Eye mouse 'eyeCan' - Workshop
Design Dive UX Team
Engineering part — Pleasant Charles
2012.07.28
Prologue
From some moment on, after I came into IT.. a longing I'd been carrying in a corner of my heart was laid out right before my eyes today.
A project group I ran into a while back during some research. Design Dive.
People say "every company is the same," and there was always this basic ache I felt in my daily working life...
Design Dive felt like an oasis that would fill that thirst. Today was my first meeting with them.
Walking into the always-special Design Dive, pressure hit me... probably because it was a project I had longed for so much.
Anyway, I had survived 12:1 competition to become one of the divers.
I trust the seasoned eye of those who have run Design Dive for so long.
I ended up on the UX2 team. Team name: "I-U" (eye can + user) — we came up with it in a short time, seriously... but ridiculously, UX1 right next to us landed on the same name. -_-a
Our team is generally a bit quiet. Ha — maybe because it's our first meeting? And everyone looks busy. After the seminar they prepared a meal, but our team — except one person — all went home lol.
I've organized a few notes from the opening seminar, as below.
> Requirements
1) H/W — self-esteem, durability, convenience
2) S/W — usability, independence, agency
> Areas to improve
1) It's hard. About 3 months of learning is required.
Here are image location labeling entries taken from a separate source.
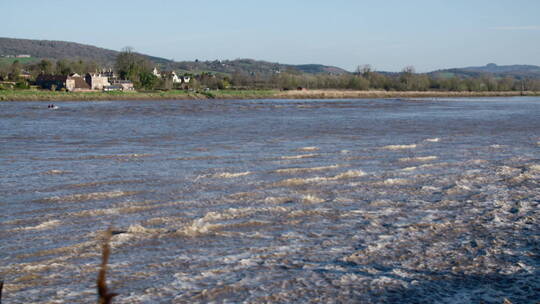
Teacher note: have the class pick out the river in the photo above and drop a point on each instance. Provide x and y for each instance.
(272, 201)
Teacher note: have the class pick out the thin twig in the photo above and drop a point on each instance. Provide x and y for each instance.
(104, 296)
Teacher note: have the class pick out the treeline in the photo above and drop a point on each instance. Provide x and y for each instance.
(366, 79)
(17, 70)
(138, 69)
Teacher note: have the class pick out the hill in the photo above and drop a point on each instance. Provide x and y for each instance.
(62, 50)
(516, 71)
(251, 66)
(70, 50)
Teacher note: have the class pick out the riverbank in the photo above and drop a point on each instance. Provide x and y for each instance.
(34, 95)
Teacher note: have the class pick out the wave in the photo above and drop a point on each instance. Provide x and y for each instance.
(300, 156)
(312, 199)
(55, 172)
(399, 147)
(230, 175)
(305, 170)
(88, 196)
(396, 181)
(308, 149)
(418, 159)
(43, 226)
(303, 181)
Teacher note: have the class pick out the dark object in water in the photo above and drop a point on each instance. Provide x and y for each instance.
(104, 296)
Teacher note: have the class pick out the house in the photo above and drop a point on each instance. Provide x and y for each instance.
(97, 81)
(156, 73)
(114, 87)
(73, 82)
(171, 75)
(126, 85)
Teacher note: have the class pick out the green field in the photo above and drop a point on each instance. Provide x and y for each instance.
(42, 95)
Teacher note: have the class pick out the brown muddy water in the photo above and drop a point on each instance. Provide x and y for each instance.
(272, 201)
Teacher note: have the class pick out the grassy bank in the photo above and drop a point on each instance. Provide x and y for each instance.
(38, 95)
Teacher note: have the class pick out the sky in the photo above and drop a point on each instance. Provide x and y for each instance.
(388, 35)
2) Angle between the eye and the sensor.
3) Left-right eye motion is freer than up-down.
4) Infrared is used to distinguish the whites from the pupils. (Safety has not yet been verified, and the exposure range has not yet been characterized.)
> Impressions
1) Truly, the intellect that acts is different. Renewed recognition of the need for more active problem-solving and greater effort of will.
2) Risk → is this basically a very early version of Google Glass? Yet it rides on the "cause" to draw attention? → What if a mass-produced device like theirs launches mid-development? (150,000 KRW vs. 800,000 KRW?)
3) Opportunity → Don't get dazzled by the cause and the fame; approach it with a professional mindset, as the act of creating a new interface tool.
> My insight
< About: SD _ attitude >
0) The approach needs to be improved
: 0.1) Computing → communication.
0.2) Asking ALS patients to use a QWERTY keyboard and learn for three months? Can we really sell them on the need?
→ Ever tried operating a smart TV with its remote? This is an experience dozens of times worse than that.
→ Don't try to teach them. The moment your customer needs training, that interface is just a tool for yourself. Enough with the masturbation — stop it!
→ They say empathy is knowing the heart just by looking at the eyes. That's exactly what this is. We need the basic training and qualifications needed to satisfy (or at least carefully consider) these users.
0.3) Development "for charity"? Knowledge-sharing?
They are simply a different kind of new customer.
< About: UX _ UI >
1) Personalization
: pre-setup functionality (before full paralysis).
1.1) Sensor check: introduce an initial setup process for the touch interface.
1.2) Check their communication type.
1.3) Set conversation content by time / place / conversation partner.
→ Don't offer too many choices from the start; provide categories that narrow through stages.
1.4) Provide emotion categories.
2) Consider the delivery method
1.1) Exclude the QWERTY keyboard outright.
→ Even able-bodied people do typing drills the first time they use a 106-key keyboard!
→ An unavoidable interface? Apple's mouse and finger-gesture interfaces were not designed as services for the disabled.
1.2) Think about new interfaces.
→ Offer a curated range of choices.
: Rather than operating within Windows OS, develop a new-UI APP.
→ QWERTY alternatives.
→ Consider expression via color, vibration, sound.
→ Pre-recorded audio.
< About: UX _ A/S >
3) Provide software like a typing-practice program.
< About: UX _ sustainability >
4) Collect customer usability data
: frequently-used words, emotions, delivery style, time to compose and feedback.
→ Auto-collect and quantify.
→ Expand service reach to other disabilities.
< About: Device >
5) Device state-change functionality before, during, and after product use.
→ Let the S/W control the H/W.
6) Improve the sensor-recognition process.
as-is) Recognize pupil movement within the PC screen.
1.1) The area is too wide.
to-be) Capture pupil motion within a grid-paper-style region.